Amorolfine (or amorolfin), is a morpholine antifungal drug that inhibits Δ^{14}-sterol reductase and cholestenol Δ-isomerase, which depletes ergosterol and causes ignosterol to accumulate in the fungal cytoplasmic cell membranes. Sold under the brand name Loceryl among others, amorolfine is commonly available in the form of a nail lacquer, containing 5% amorolfine hydrochloride as the active ingredient. It is used to treat onychomycosis (fungal infection of the toe- and fingernails).

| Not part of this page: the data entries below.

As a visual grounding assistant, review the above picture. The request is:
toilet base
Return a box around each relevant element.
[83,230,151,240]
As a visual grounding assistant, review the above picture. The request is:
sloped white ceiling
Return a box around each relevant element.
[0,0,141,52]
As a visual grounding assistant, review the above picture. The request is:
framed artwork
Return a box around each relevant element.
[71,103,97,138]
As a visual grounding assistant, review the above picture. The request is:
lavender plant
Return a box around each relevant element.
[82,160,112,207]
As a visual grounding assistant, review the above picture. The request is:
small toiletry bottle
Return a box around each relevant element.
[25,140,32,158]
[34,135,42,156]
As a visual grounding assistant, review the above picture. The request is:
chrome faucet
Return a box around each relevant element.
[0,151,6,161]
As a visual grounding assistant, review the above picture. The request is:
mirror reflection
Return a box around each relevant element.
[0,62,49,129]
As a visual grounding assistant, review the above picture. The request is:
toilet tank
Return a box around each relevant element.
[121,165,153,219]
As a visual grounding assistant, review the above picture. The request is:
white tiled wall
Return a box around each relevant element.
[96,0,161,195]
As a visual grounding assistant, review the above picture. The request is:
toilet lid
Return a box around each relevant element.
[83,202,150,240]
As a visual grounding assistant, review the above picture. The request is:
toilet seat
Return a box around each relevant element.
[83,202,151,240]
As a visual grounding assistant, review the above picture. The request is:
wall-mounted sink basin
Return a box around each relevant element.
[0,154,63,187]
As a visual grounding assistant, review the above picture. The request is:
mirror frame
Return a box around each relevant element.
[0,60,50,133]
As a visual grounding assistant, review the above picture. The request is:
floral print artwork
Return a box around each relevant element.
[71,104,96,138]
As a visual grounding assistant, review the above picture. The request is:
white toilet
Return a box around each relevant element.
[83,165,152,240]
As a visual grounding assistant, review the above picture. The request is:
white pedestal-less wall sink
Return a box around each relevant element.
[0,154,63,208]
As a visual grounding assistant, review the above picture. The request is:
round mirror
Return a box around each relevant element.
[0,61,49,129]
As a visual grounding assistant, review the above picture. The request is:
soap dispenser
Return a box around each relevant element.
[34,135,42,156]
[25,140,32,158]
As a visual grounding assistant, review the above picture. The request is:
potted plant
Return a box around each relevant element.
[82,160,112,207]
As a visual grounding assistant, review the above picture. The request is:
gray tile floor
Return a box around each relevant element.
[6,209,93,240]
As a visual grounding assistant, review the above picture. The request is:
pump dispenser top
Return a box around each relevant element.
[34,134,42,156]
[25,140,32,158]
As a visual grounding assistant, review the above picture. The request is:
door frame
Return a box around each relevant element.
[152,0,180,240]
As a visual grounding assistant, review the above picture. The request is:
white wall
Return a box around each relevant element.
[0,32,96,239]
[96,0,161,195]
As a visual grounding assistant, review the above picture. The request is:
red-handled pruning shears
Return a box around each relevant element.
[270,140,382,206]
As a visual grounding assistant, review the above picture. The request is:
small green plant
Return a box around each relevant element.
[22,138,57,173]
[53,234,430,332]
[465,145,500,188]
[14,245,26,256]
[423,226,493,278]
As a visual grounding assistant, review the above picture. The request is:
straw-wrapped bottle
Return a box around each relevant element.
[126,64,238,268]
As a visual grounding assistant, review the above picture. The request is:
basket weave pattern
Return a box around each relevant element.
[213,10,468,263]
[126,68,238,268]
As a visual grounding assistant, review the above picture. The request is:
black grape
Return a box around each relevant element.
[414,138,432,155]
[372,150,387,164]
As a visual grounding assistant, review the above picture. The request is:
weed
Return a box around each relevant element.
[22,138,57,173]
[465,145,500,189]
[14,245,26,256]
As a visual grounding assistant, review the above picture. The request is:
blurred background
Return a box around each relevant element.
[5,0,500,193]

Amorolfine 5% nail lacquer in once-weekly or twice-weekly applications was shown in two decades-old studies to be between 60% and 71% effective in treating toenail onychomycosis; complete cure rates three months after stopping treatment (after six months of treatment) were 38% and 46%. However, full experimental details of these trials were not available, and since they were first reported in 1992 there have been no subsequent trials.

It is a topical solution for the treatment of toenail infections. Systemic treatments may be considered more effective.

It is approved for sale over-the-counter in Australia, Brazil, Russia, Germany, and the UK.